C-Roads Italy: A22 ist eine Werkstatt für das vernetzte Fahren
C-Roadshow

Eine Autobahn, die mit Fahrzeugen kommuniziert, und Fahrzeuge, die ihrerseits miteinander vernetzt sind, um Reisen sicherer, schneller und umweltfreundlicher zu machen: das ist das große Ziel, das die Brennerautobahngesellschaft erreicht hat – gemeinsam mit den Trägern verschiedener Projekte, die in den vergangenen vier Jahren im Rahmen von C-Roads Italy entlang der A22 entwickelt worden sind. C-Roads Italy ist Teil des Europäischen Programms zur Entwicklung von EU-weit einheitlichen kooperativen intelligenten Verkehrssystemen (Cooperative Intelligent Transport Systems, C-ITS). Im Rahmen der C-ITS Roadshow am heutigen Donnerstagvormittag im Kongresszentrum Interbrennero in Trient ist eine Bilanz der Arbeiten vorgestellt worden.

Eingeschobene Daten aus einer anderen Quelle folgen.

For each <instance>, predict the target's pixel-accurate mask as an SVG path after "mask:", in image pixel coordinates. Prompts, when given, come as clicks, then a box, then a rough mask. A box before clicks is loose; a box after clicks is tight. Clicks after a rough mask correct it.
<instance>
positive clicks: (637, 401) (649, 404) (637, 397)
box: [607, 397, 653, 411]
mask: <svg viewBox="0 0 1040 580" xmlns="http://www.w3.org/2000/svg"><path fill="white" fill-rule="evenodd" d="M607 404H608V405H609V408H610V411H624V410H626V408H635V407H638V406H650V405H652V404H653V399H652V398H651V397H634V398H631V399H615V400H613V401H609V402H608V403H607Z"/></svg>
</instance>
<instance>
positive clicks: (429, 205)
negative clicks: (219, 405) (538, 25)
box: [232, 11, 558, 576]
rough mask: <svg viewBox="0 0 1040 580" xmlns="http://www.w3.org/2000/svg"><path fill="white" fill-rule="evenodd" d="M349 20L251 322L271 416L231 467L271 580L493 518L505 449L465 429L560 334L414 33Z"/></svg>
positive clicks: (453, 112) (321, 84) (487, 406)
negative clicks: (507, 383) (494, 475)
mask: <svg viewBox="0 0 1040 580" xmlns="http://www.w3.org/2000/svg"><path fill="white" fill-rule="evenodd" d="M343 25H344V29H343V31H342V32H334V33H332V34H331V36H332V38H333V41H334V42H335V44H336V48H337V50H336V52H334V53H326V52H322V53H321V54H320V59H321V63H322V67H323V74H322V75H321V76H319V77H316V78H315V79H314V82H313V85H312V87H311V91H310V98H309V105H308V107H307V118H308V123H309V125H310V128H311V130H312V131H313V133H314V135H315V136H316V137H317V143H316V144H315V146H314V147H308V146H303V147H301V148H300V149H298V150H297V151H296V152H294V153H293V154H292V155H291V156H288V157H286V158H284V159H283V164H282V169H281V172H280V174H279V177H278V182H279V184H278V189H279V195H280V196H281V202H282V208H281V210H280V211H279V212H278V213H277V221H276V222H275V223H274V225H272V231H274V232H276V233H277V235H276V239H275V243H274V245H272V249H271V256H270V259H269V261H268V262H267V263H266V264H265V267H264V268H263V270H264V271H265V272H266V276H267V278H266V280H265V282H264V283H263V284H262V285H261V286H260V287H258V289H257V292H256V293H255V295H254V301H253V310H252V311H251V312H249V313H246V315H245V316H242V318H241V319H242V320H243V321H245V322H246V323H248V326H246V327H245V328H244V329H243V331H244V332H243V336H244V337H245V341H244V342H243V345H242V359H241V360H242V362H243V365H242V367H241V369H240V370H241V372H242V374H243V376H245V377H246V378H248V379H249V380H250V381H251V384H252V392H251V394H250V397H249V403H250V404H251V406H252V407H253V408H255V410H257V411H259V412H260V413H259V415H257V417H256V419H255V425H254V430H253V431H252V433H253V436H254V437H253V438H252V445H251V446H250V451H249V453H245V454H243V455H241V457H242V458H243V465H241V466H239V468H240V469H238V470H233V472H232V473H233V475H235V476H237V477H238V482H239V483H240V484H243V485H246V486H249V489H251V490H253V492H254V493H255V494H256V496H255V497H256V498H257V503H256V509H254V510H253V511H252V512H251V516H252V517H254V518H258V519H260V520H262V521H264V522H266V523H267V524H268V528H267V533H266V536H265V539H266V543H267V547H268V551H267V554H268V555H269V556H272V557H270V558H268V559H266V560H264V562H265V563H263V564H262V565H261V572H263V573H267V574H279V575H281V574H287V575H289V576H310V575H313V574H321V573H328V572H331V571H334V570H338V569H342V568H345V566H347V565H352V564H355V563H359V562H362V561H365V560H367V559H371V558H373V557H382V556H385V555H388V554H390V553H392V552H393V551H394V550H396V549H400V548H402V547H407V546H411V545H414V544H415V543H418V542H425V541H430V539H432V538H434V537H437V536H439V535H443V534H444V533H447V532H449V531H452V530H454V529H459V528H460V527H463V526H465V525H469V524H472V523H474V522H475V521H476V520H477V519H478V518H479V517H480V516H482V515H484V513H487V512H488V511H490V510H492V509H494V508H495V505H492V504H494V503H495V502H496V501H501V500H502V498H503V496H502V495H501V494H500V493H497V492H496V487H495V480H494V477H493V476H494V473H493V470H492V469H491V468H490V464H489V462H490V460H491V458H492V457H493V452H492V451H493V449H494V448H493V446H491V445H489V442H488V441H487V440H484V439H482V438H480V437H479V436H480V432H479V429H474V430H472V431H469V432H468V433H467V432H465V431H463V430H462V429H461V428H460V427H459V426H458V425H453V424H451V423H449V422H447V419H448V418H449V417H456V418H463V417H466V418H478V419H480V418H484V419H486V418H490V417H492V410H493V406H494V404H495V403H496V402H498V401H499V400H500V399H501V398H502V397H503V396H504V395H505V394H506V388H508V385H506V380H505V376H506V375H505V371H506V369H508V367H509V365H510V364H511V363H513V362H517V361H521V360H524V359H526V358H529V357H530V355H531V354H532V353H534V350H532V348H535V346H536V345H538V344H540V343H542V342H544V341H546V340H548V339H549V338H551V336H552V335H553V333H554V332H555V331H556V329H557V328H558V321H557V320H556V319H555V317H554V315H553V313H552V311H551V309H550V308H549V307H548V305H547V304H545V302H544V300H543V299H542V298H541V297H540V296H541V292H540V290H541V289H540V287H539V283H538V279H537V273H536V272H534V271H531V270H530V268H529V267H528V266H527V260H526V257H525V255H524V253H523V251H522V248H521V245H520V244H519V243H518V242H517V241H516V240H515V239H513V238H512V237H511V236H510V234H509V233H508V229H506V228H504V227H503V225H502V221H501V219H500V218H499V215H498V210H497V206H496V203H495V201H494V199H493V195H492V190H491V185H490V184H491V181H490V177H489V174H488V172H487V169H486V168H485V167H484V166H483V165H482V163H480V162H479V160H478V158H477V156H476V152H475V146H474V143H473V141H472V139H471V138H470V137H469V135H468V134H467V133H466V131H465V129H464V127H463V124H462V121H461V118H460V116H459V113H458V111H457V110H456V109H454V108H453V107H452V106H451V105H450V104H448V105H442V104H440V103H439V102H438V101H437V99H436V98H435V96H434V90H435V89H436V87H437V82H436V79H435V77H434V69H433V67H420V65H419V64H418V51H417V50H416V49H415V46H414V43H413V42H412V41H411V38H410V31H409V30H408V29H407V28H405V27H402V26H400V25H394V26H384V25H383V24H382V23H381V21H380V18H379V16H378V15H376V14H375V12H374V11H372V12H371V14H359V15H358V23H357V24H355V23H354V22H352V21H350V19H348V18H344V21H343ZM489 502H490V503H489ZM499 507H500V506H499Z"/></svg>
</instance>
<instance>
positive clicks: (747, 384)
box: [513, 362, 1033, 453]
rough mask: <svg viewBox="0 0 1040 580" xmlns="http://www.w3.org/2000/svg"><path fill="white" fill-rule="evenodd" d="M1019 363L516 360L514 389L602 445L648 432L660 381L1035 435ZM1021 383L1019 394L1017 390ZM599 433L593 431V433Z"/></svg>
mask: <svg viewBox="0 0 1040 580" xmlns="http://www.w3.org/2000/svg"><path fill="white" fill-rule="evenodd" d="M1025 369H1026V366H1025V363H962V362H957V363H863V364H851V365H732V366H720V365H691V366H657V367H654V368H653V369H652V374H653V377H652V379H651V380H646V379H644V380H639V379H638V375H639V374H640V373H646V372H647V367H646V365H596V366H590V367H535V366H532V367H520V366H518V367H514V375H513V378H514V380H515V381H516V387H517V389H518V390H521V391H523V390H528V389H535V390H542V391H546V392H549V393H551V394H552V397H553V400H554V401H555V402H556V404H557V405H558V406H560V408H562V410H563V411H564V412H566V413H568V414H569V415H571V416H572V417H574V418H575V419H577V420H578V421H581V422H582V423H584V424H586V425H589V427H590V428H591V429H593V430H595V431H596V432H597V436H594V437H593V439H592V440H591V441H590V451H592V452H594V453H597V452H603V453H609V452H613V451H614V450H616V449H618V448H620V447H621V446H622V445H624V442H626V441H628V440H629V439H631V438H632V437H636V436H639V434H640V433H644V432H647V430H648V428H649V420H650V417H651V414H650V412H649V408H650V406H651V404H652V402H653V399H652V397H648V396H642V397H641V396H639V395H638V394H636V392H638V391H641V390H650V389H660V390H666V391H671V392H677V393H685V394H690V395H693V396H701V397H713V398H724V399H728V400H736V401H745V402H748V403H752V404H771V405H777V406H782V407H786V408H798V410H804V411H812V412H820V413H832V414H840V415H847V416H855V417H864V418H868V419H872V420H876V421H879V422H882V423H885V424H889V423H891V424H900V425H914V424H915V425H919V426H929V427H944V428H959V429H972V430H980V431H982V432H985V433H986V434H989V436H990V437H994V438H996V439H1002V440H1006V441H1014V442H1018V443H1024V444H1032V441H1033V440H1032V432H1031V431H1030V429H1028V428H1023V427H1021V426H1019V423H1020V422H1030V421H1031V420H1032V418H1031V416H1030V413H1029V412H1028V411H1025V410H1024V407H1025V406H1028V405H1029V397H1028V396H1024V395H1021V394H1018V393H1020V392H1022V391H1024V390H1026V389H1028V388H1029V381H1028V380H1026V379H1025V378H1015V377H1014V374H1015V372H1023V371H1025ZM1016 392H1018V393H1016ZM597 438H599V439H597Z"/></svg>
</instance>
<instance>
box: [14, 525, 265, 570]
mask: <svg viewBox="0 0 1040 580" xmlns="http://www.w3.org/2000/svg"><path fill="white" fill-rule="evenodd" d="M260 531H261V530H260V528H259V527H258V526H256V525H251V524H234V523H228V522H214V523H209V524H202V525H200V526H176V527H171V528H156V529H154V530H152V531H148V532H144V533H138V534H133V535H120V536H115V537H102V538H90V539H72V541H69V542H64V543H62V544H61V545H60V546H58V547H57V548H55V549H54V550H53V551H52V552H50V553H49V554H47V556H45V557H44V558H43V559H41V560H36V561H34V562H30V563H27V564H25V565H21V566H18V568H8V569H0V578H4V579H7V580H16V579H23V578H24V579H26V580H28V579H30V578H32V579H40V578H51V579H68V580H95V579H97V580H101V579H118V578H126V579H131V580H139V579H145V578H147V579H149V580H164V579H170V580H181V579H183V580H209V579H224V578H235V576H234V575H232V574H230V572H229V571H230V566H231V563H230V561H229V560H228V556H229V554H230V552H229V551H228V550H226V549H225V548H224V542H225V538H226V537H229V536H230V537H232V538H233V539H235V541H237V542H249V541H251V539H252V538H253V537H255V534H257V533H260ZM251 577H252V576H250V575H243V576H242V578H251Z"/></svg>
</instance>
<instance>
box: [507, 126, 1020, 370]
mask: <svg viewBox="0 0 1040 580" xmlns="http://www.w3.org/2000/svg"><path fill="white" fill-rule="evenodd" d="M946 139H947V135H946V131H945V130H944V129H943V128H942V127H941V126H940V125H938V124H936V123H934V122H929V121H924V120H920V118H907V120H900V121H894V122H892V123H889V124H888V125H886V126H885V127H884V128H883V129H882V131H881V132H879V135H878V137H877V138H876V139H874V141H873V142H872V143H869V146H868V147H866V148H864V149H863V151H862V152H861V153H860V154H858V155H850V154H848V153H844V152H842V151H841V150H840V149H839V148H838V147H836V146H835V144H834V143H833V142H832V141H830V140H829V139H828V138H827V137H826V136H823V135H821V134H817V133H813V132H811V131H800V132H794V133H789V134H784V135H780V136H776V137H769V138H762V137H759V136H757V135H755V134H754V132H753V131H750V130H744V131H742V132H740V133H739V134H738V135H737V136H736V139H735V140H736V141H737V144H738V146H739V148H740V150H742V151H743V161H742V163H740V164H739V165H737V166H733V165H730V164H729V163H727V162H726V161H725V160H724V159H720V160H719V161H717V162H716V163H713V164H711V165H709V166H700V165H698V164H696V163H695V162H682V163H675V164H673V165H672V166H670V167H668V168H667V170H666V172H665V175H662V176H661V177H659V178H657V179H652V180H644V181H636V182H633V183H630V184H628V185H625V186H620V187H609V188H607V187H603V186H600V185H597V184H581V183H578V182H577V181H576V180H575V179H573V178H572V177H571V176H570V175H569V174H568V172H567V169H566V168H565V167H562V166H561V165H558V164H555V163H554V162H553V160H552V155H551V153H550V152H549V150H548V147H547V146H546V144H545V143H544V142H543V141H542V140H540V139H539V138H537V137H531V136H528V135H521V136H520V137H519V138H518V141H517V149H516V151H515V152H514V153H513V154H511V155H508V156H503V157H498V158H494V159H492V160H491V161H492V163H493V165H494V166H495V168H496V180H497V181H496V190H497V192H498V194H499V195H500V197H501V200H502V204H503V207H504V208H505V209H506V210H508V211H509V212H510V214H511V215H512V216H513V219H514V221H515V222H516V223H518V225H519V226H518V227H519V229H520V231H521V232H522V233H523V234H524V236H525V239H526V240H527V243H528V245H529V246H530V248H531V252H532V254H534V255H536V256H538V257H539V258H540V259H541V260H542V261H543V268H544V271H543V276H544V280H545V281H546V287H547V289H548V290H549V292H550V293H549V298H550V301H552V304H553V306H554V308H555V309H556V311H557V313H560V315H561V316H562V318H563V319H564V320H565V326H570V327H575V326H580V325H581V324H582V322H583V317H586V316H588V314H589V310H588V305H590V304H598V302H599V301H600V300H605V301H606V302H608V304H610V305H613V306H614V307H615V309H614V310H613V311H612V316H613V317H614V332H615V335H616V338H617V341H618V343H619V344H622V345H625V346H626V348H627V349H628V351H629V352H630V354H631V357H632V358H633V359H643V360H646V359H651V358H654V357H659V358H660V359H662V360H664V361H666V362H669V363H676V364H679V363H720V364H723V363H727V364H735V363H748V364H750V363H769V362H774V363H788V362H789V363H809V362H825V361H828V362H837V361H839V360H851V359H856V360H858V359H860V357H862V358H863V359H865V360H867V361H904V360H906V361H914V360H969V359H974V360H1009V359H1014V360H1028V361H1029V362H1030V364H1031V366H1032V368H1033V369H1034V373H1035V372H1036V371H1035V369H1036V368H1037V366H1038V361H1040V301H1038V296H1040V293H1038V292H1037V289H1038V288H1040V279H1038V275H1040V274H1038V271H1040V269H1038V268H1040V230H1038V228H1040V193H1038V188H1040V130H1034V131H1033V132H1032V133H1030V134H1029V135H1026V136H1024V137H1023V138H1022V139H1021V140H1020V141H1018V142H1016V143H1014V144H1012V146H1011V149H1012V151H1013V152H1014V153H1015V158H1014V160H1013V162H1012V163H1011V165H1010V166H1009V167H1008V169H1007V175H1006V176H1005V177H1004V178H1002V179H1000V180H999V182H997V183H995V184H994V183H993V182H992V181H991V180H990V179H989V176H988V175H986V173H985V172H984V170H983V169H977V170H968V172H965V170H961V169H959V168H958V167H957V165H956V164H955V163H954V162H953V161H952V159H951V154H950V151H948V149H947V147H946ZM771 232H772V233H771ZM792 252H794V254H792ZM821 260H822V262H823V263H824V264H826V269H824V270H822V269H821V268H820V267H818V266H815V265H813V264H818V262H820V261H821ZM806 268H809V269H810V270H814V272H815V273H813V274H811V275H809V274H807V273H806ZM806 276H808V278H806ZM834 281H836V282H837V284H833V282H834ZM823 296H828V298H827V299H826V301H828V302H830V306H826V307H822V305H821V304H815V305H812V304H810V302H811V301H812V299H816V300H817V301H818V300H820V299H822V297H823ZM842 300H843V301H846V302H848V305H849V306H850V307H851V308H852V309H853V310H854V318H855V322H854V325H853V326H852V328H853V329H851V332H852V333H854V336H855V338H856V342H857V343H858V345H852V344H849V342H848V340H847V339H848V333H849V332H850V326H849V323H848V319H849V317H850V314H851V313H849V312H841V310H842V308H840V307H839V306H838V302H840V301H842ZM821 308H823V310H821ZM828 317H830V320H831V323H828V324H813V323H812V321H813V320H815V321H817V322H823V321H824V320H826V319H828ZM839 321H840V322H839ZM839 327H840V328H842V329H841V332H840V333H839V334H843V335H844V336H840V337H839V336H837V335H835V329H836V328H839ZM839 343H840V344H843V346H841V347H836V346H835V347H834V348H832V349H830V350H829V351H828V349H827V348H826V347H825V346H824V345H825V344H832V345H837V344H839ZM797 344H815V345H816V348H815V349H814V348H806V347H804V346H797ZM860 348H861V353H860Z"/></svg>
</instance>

Als bedeutendstes Ergebnis gilt dabei die Entwicklung eines Datenübertragungsprotokolls, das die Fahrzeuge erreichen kann, und zwar über einen C-ITS-Server, über die 63 installierten Road Side Units (RSU) für die Kommunikation mit niedriger Latenz und über ein virtuelles RSU, das in Zusammenarbeit mit dem Mobilfunkanbieter TIM für hohe Latenz implementiert wurde. Diese von der Brennerautobahngesellschaft entwickelte Lösung ist nunmehr italienischer Standard für die hybride Kommunikation und ermöglicht es bereits heute, Informationen zu Baustellen, Unfällen, Wetter und ähnliche an den Bordcomputer der Fahrzeuge zu übermitteln. In Zukunft wird dies das Instrument sein, mit dem jedes Fahrzeug wie ein Zugwaggon mit hoher Geschwindigkeit in völliger Sicherheit und umweltschonend gesteuert werden kann. Dass dieses Ziel weit mehr als Science-Fiction ist, zeigen die Tests für das Truck Platooning, die Iveco entlang der A22 durchführen konnte. Dabei handelt es sich um einen LKW-Konvoi, der nur vom ersten Fahrzeug gelenkt wird und in völliger Sicherheit mit dem restlichen Autobahnverkehr interagieren kann. Ein weiteres Beispiel ist die automatisierte Fahranwendung Highway Chauffeur, die das CRF (Centro Ricerche Fiat) getestet hat und die es Fahrzeugen ermöglicht, automatisch die Geschwindigkeit anzupassen, den Kurs beizubehalten oder die Fahrspur zu wechseln.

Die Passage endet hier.